Interesting Turkey Facts…
- 45 million turkeys are eaten each Thanksgiving, 22 million at Christmas.
- The heaviest turkey ever raised was 86 pounds, about as big as a large dog.
- Eating turkey doesn't make you sleepy; it's the carbohydrates in the rest of your holiday dinner that do.
- The average American consumes about 17 pounds of turkey a year.
- Turkey is low in fat and high in protein.
- White meat has fewer calories and less fat than dark meat.
- Only male turkeys (toms) gobble; female turkeys (hens) click.
- Minnesota, North Carolina, Arkansas, Virginia, Missouri, and California are the nation's top turkey producers.

(Sources: National Center for Health Statistics; National Turkey Federation; U.S. Department of Agriculture)

In my previous post, I provided links to safe food handling.  Make sure you check those out.  Here are some main points to keep in mind when preparing your holiday meals:

- Keep things clean.  Make sure you wash your hands frequently while preparing meals.  Also wash all surfaces and utensils touching food.

- Separate foods.  Make sure you use separate cutting boards and knives for cutting vegetables and meats.  It’s important not to cross-contaminate vegetable with the juices of meat or seafood.

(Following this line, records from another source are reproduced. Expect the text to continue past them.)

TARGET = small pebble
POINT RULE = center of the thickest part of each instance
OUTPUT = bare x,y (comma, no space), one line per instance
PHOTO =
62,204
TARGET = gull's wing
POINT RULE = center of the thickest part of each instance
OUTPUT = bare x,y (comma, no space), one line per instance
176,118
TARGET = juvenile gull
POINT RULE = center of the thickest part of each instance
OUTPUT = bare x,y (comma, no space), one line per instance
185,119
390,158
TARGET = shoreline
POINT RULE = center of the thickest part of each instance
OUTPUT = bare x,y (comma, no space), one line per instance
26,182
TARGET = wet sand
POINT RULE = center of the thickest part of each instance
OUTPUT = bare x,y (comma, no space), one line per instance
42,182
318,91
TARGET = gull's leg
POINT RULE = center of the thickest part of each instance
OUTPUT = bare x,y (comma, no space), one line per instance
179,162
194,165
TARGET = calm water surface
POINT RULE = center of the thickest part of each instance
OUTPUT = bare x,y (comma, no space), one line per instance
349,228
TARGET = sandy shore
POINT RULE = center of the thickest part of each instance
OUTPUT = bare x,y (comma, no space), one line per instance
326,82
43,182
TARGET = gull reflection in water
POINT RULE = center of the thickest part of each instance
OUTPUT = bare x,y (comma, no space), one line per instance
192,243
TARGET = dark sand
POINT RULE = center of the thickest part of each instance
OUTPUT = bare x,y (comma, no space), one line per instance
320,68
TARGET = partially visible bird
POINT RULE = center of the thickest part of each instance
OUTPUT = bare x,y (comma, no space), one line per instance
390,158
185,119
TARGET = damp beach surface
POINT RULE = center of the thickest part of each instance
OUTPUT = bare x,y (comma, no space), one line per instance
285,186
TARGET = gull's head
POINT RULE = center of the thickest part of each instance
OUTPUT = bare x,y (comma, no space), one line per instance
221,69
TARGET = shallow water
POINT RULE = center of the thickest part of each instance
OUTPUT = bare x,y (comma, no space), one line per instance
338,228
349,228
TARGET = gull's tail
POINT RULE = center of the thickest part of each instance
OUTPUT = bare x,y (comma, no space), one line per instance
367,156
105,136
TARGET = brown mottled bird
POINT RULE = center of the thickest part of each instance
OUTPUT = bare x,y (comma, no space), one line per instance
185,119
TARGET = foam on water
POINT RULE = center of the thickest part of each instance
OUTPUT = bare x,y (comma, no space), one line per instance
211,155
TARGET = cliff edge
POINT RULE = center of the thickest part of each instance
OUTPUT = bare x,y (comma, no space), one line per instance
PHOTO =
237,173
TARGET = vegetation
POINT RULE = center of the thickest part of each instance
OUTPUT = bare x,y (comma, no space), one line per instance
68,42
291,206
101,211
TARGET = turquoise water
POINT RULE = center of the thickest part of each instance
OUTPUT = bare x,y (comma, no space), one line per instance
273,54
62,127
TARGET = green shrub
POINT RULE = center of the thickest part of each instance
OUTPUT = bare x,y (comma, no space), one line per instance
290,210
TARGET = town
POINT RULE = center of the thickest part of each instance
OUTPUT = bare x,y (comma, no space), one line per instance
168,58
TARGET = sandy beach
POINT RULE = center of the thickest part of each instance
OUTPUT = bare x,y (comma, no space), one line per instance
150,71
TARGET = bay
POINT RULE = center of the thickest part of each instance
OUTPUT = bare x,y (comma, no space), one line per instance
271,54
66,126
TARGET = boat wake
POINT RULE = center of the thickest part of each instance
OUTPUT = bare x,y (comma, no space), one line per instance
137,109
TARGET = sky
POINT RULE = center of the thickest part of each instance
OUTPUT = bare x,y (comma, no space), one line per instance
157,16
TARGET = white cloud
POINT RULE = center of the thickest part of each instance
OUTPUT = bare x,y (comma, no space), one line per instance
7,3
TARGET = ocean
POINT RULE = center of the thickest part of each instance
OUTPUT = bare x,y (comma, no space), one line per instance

- Cook thoroughly.  It is important to cook your food to the proper temperature to ensure that all the harmful bacteria are killed.  For a chart with cooking temperatures of all kinds of food, visit Safe Minimum CookingTemperatures from foodsafety.gov 

- Chill properly.  It’s important to store leftovers properly.  Refrigerate any leftovers immediately after the meal.  Refrigerators should be set at 37 degrees and freezers at 0 degrees Fahrenheit.